Scientists Think Mysterious Flash Was Actually A Black Hole Being Born

Every time scientists do or see something for the first time, it's special. We're discovering something entirely new about the universe we live in. Even when it comes to things we only see from far, far away can tell us more about life.

The weird thing about the latest discovery in the cosmos is that we're not 100% sure what happened even months later and with a staggering amount of data. This is a situation where scientists have observed something for the first time — but they can't quite agree on exactly what they've seen. It's still a mystery, but the theories are fascinating.

Back on June 16, 2018, astronomers spotted a brief, unusual, mysterious flash in the night sky.

Brief, of course, is a relative term, especially in astronomical circles. This outburst shone 10 times brighter than a typical supernova for three days, before fading over the following months.

Nicknamed 'The Cow,' the super-bright burst puzzled astronomers and astrophysicists around the world.

So, naturally, they pointed as many instruments as they could at it. They studied it in X-ray and radio waves in addition to optical views to gather the most robust data possible, and then spent months combing through it all.

There are two competing theories as to what exactly happened to create that cosmic outburst.

One team, headed up by Paul Kuin of University College London, believes the Cow was caused by a black hole colliding with a star in a "tidal disruption event."

As NASA explains, "Just as the Moon's gravity causes Earth's oceans to bulge, creating tides, a black hole has a similar but more powerful effect on an approaching star, ultimately breaking it apart into a stream of gas."

In this tidal disruption event, the black hole "shredded" a passing star, leaving behind a cloud of material.

The team thinks the black hole shredded a white dwarf star, based on the size of the debris cloud. "Shredding a bigger star to produce a cloud like this would take a bigger black hole, result in a slower brightness increase and take longer for the debris to be consumed," Kuin said.

The other team has a different theory, but also involving a black hole.

The team, led by Northwestern University's Raffaella Margutti, studied the event in radio waves and gamma rays and think it was caused by a star going supernova.

That would be a huge deal because supernovas leave behind one of two things: A neutron star or a black hole.

"We saw features in the Cow that we have never seen before in a transient, or rapidly changing, object," Margutti said.

"Our team used high-energy X-ray data to show that the Cow has characteristics similar to a compact body like a black hole or neutron star consuming material. But based on what we saw in other wavelengths, we think this was a special case and that we may have observed - for the first time - the creation of a compact body in real time."

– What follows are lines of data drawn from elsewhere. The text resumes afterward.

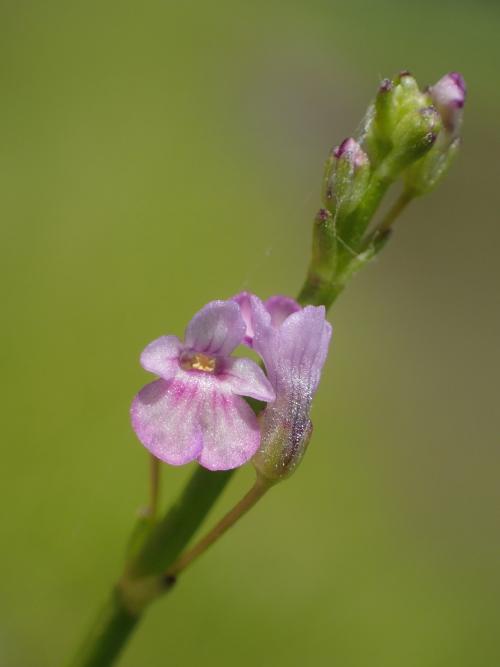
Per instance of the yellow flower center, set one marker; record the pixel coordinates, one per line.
(198, 362)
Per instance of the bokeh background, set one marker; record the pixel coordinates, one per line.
(156, 155)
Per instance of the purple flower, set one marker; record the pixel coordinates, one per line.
(195, 410)
(448, 94)
(279, 308)
(294, 352)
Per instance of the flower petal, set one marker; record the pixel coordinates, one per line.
(295, 353)
(165, 417)
(243, 301)
(245, 378)
(231, 433)
(216, 329)
(161, 357)
(280, 307)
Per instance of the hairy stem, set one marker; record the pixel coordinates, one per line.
(259, 488)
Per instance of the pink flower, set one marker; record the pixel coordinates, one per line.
(294, 349)
(278, 307)
(448, 94)
(195, 410)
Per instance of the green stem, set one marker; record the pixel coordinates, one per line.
(384, 226)
(250, 499)
(108, 636)
(143, 580)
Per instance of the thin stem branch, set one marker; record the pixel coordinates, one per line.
(259, 488)
(154, 486)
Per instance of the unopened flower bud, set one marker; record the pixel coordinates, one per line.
(394, 101)
(346, 177)
(413, 137)
(448, 95)
(294, 354)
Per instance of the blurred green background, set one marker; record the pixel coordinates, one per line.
(156, 155)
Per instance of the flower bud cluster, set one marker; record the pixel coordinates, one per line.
(409, 135)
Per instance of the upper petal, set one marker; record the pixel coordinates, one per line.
(231, 433)
(303, 341)
(165, 417)
(243, 301)
(161, 356)
(245, 378)
(295, 353)
(216, 329)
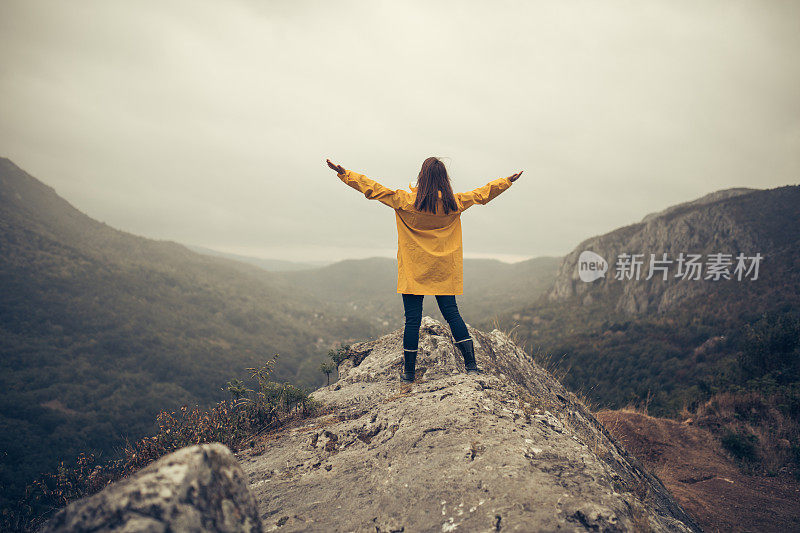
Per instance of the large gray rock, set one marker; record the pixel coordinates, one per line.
(197, 488)
(510, 450)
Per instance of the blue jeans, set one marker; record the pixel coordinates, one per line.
(413, 309)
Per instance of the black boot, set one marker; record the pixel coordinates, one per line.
(468, 351)
(409, 365)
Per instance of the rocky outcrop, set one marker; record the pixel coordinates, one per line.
(198, 488)
(507, 450)
(728, 222)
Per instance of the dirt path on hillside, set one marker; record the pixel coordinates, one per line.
(694, 467)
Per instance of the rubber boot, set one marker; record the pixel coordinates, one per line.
(409, 365)
(468, 351)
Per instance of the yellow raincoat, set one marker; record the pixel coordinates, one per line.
(429, 250)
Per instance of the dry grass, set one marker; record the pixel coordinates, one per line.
(743, 416)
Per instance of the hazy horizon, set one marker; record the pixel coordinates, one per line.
(209, 124)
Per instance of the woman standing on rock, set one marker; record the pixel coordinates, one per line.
(429, 249)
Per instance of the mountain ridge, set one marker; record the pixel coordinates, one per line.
(510, 448)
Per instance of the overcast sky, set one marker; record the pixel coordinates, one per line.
(208, 123)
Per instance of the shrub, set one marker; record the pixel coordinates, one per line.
(231, 422)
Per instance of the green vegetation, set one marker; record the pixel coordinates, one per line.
(233, 422)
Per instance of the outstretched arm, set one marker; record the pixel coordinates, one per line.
(369, 187)
(482, 195)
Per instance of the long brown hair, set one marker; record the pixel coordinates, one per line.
(432, 179)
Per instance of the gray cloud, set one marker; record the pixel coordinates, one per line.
(209, 123)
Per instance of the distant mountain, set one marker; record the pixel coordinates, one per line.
(729, 222)
(100, 329)
(267, 264)
(369, 287)
(671, 342)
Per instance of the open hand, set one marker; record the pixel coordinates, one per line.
(338, 168)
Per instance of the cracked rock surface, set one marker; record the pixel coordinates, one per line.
(506, 450)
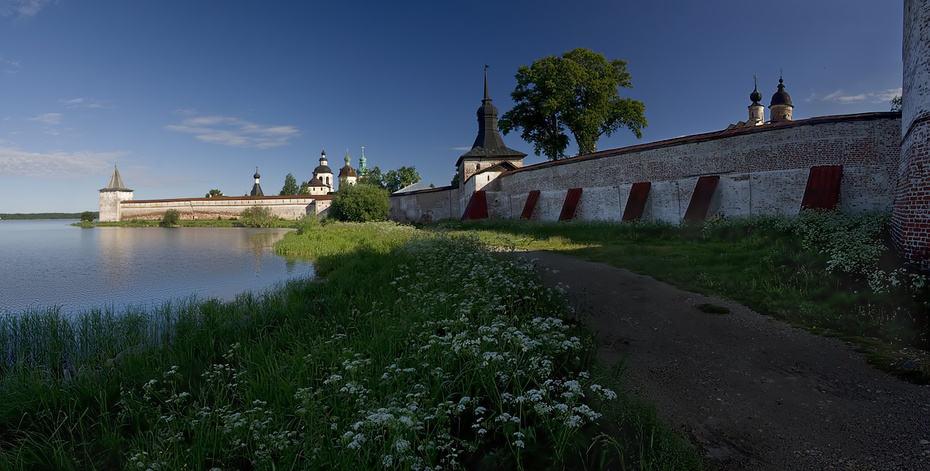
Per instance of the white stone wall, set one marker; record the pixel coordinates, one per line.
(286, 207)
(911, 216)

The best evidence they have that this would be a black hole or neutron star being born is the X-rays.

They say that a supernova's debris cloud would usually block light from the compact body in the middle, but they think the fact that they could see X-rays coming from it suggests a smaller star that left less debris behind, allowing those rays through.

However, the Cow didn't behave like they expected a supernova to behave.

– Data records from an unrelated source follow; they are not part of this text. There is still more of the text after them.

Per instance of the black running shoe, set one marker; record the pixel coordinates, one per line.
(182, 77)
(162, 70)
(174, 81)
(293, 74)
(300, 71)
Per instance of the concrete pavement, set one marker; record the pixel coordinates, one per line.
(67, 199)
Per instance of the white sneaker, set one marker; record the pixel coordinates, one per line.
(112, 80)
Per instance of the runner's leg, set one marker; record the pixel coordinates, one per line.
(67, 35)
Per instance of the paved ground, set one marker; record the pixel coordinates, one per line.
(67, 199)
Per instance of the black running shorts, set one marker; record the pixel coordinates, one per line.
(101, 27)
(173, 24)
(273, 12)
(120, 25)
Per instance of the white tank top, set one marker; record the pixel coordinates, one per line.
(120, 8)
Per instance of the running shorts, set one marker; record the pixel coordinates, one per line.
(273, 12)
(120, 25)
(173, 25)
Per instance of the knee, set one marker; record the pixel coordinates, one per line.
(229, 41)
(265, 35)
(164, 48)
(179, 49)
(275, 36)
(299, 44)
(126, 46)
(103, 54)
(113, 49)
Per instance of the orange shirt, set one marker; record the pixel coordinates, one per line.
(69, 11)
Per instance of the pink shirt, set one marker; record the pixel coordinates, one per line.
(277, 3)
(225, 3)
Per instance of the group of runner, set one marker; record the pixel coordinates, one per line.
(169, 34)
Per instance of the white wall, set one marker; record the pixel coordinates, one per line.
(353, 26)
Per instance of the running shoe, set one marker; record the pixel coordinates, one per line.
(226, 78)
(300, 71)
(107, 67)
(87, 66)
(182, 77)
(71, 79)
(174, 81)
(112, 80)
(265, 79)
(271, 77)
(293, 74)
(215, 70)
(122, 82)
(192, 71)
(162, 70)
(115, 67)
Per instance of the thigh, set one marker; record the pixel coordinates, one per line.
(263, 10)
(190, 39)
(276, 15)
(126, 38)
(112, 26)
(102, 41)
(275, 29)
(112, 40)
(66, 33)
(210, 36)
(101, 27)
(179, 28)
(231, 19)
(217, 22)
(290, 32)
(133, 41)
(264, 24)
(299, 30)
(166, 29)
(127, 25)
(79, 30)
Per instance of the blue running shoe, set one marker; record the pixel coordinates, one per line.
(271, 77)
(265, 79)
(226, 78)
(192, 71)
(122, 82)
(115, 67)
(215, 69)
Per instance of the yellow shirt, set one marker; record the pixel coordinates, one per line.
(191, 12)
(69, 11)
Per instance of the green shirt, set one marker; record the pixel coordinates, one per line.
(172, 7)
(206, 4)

For one thing, the timeline was increased. Where supernovas tend to play out over years, the Cow used up the majority of its energy in just 16 days.

Also, it burned much brighter, up to 100 billion times the luminosity of our Sun.

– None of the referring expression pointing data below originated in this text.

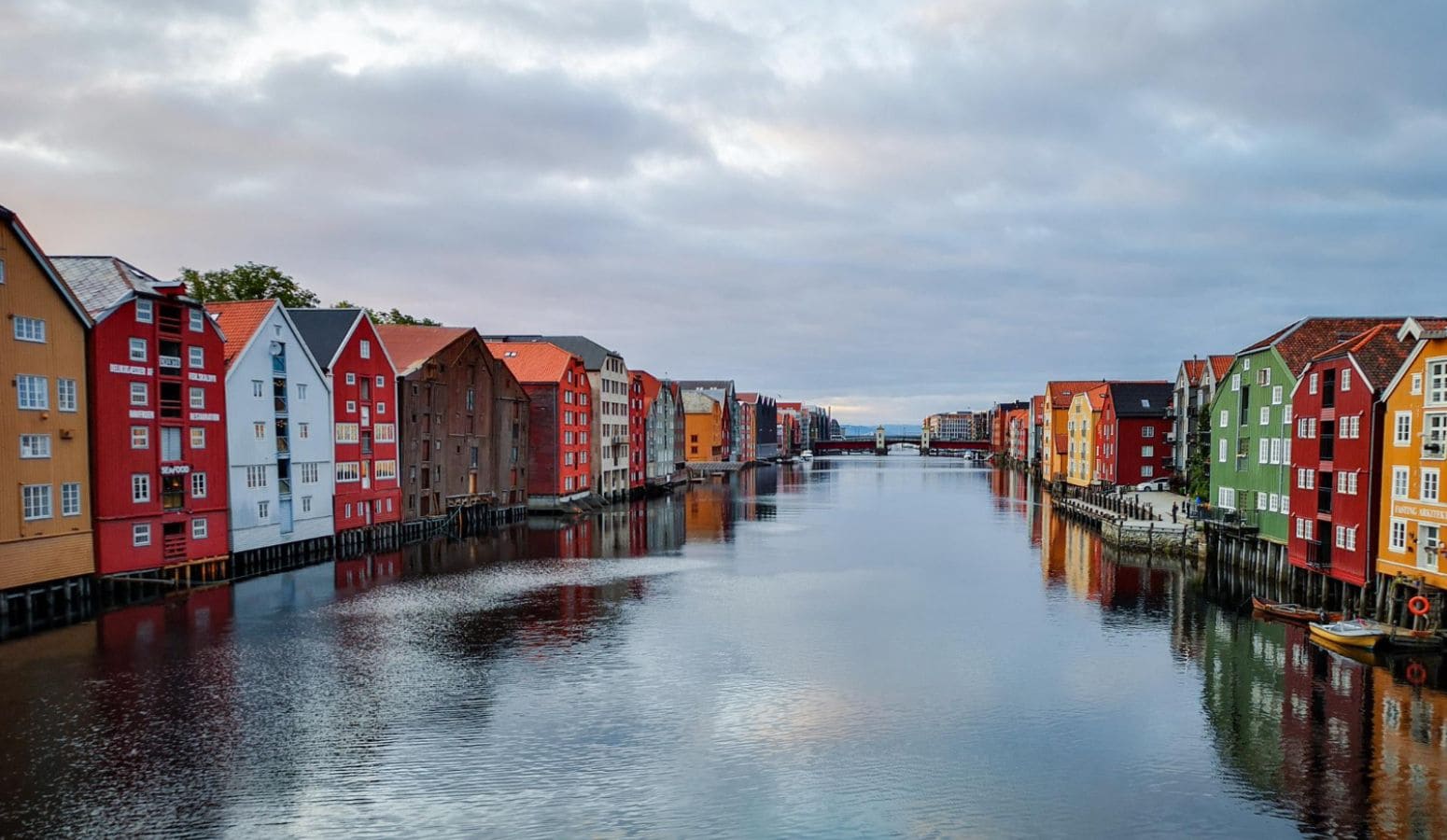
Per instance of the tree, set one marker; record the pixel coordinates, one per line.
(389, 317)
(247, 282)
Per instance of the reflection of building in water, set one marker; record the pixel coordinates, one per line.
(1410, 755)
(1052, 544)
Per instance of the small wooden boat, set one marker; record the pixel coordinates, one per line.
(1404, 637)
(1292, 612)
(1354, 634)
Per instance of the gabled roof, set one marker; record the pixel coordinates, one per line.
(533, 362)
(1299, 343)
(1064, 391)
(1220, 365)
(103, 282)
(324, 329)
(47, 266)
(413, 344)
(239, 320)
(1141, 399)
(697, 402)
(1376, 352)
(591, 352)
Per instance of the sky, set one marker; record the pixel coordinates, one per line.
(892, 208)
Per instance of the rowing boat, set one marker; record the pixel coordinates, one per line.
(1292, 612)
(1354, 634)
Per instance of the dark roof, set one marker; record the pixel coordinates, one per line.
(1141, 398)
(1305, 339)
(324, 329)
(591, 352)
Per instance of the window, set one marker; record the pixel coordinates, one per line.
(65, 395)
(1398, 539)
(71, 499)
(29, 329)
(32, 392)
(35, 502)
(1404, 429)
(35, 445)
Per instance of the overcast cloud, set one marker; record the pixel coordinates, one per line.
(889, 207)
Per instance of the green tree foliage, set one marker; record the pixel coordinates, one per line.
(392, 315)
(247, 282)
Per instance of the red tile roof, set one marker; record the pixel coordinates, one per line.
(411, 344)
(1064, 391)
(239, 320)
(533, 362)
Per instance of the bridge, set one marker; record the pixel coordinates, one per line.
(878, 444)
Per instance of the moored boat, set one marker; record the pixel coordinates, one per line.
(1292, 612)
(1354, 634)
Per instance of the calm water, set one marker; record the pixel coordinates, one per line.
(864, 647)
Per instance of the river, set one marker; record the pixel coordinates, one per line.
(860, 647)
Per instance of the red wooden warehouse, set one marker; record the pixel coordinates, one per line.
(557, 387)
(363, 395)
(1336, 452)
(1131, 440)
(158, 420)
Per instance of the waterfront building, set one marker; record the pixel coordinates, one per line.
(1194, 391)
(607, 410)
(158, 420)
(749, 431)
(1055, 408)
(1131, 440)
(557, 386)
(462, 418)
(724, 394)
(1084, 420)
(704, 426)
(1414, 448)
(1334, 450)
(642, 389)
(47, 541)
(278, 429)
(362, 381)
(1249, 473)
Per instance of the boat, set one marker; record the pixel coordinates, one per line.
(1352, 634)
(1292, 612)
(1404, 637)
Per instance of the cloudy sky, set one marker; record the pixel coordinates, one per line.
(889, 207)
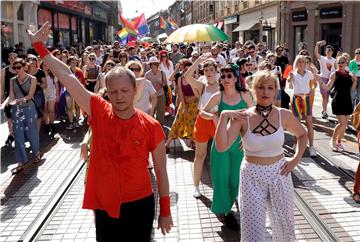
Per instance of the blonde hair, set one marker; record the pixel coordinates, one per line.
(138, 63)
(261, 77)
(297, 59)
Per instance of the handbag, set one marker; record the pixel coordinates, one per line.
(166, 92)
(38, 110)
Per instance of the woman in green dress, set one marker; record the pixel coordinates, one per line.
(225, 166)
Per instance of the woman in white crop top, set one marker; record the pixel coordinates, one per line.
(264, 170)
(204, 129)
(301, 105)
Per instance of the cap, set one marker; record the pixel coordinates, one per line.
(153, 59)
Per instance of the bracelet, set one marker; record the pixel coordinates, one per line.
(41, 49)
(165, 206)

So the Cow is challenging much of what astronomers know about star life and star death.

"If we're seeing the birth of a compact object in real time, this could be the start of a new chapter in our understanding of stellar evolution," said Brian Grefenstette, Margutti's co-author and a NuSTAR instrument specialist at CalTech.

It's worth noting that, at least in cosmic terms, the Cow happened quite close to Earth.

"Two hundred million light-years is close for us," Margutti said. "This is the closest transient object of this kind that we have ever found."

Which means that just as the dinosaurs were rising on Earth, a star at the Cow was dying. Whether it was being torn apart by a black hole or becoming one is up for debate.